Essential role of oxygen vacancy in electrochromic performance and stability for WO3-y films induced by atmosphere annealing

Tungsten oxide was extensively studied in electrochromism (EC) due to its extraordinary electrochromic performance. It is widely accepted that the cyclic stability is correlated with crystallinity of the films, while the EC performance are determined by structure features and oxygen vacancy level. However, the relationship between oxygen vacancy and stability is far from clear. In this paper we report on the impact of oxygen vacancy on optical properties, EC performance and cyclic stability of the WO3-y films. Firstly, the as-deposited a-WO3-y films were fabricated by reactive direct current magnetron sputtering at room temperature and then annealed for 2 h at 350 °C in Ar and O2 respectively. The X-ray diffraction, Raman spectroscopy and X-ray photoelectron spectroscopy was used to verify that the Ar and O2 annealed films exist different oxygen vacancy concentration with similar crystallinity level due to the thermal treatment.
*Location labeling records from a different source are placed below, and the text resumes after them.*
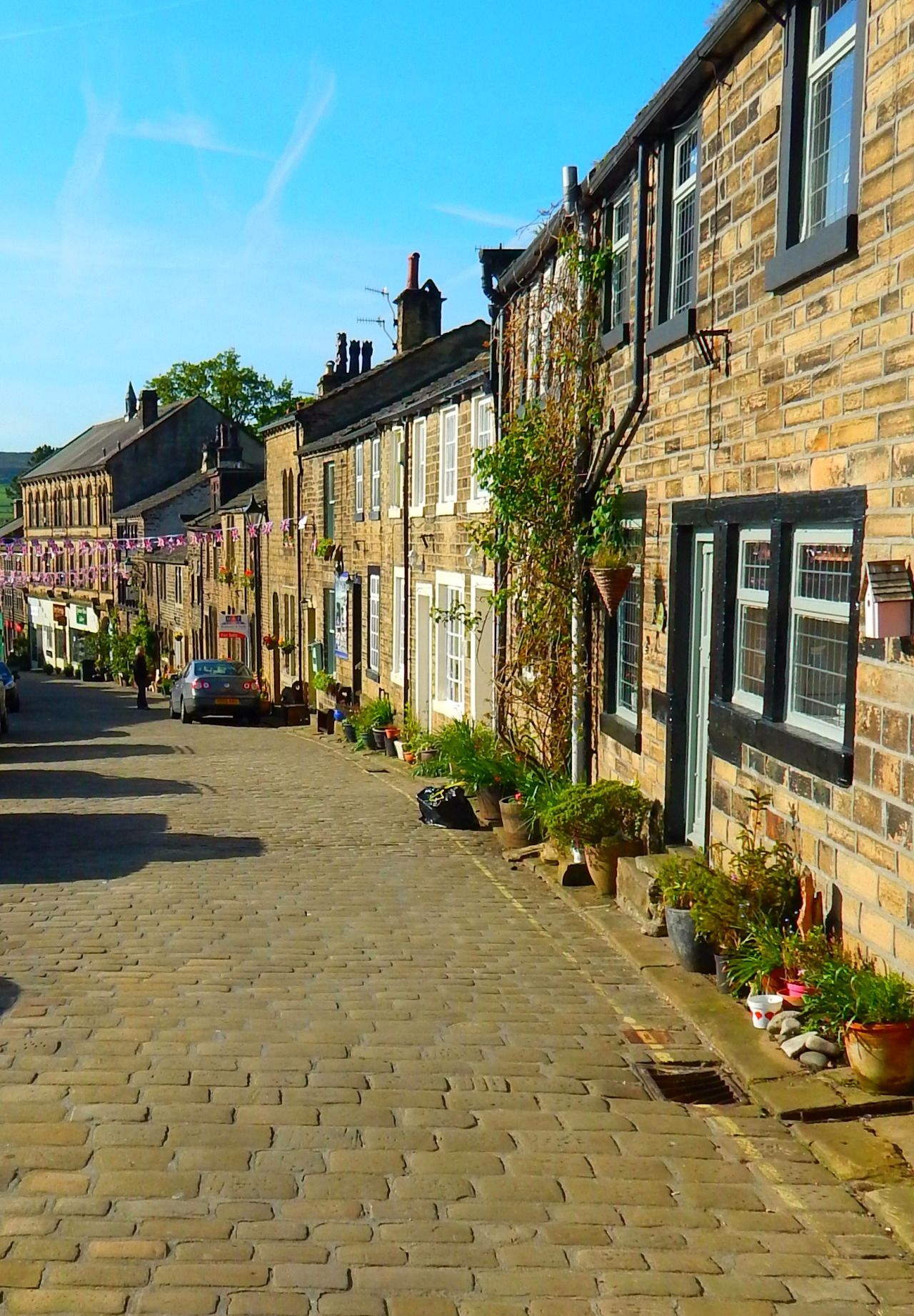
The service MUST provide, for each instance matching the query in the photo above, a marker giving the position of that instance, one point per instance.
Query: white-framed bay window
(450, 642)
(376, 475)
(483, 437)
(373, 652)
(398, 462)
(751, 639)
(417, 467)
(448, 459)
(821, 579)
(359, 467)
(829, 126)
(398, 624)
The cyclic voltammetry (CV) and in-situ optical variation measurement results reveal the benefits of EC properties due to the disordered structures and high oxygen vacancy concentration for WO3-y films. The long-term CV cycles experiment proves that O2 annealed films shows the higher stability with the lower oxygen vacancy concentration compared with Ar annealed films which indicates that the oxygen vacancy may go against the cyclic stability of WO3-y films.